Hu, Qi, Shokat, Kevan M.
Cell 2018 v.173 no.5 pp. 1254-1264.e11
enzyme activity, gain-of-function mutation, guanosine triphosphate, guanosinetriphosphatase, hydrogen bonding, loss-of-function mutation, models, proteins
The single most frequent cancer-causing mutation across all heterotrimeric G proteins is R201C in Gαs. The current model explaining the gain-of-function activity of the R201 mutations is through the loss of GTPase activity and resulting inability to switch off to the GDP state.
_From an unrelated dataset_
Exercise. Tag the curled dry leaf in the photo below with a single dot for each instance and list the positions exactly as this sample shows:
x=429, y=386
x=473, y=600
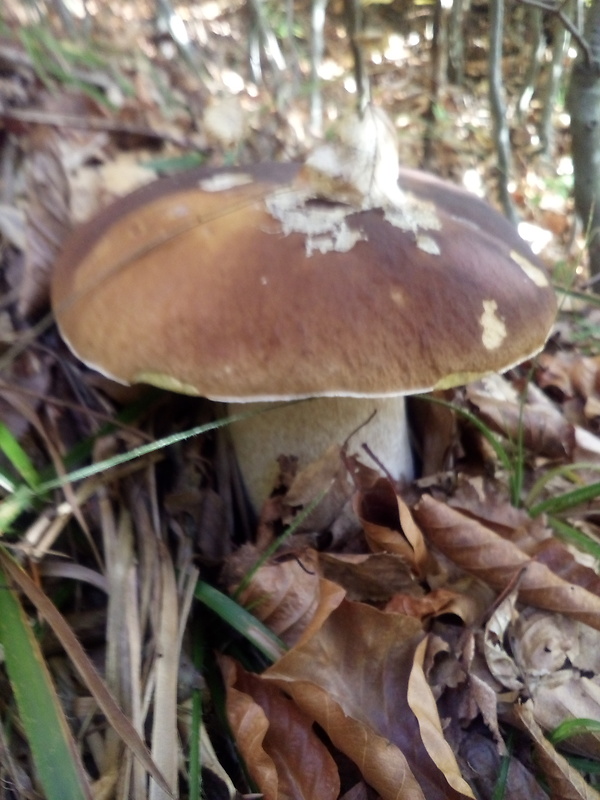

Here, we find that the R201C mutation can bypass the need for GTP binding by directly activating GDP-bound Gαs through stabilization of an intramolecular hydrogen bond network. Having found that a gain-of-function mutation can convert GDP into an activator, we postulated that a reciprocal mutation might disrupt the normal role of GTP. Indeed, we found R228C, a loss-of-function mutation in Gαs that causes pseudohypoparathyroidism type 1a (PHP-Ia), compromised the adenylyl cyclase-activating activity of Gαs bound to a non-hydrolyzable GTP analog. These findings show that disease-causing mutations in Gαs can subvert the canonical roles of GDP and GTP, providing new insights into the regulation mechanism of G proteins.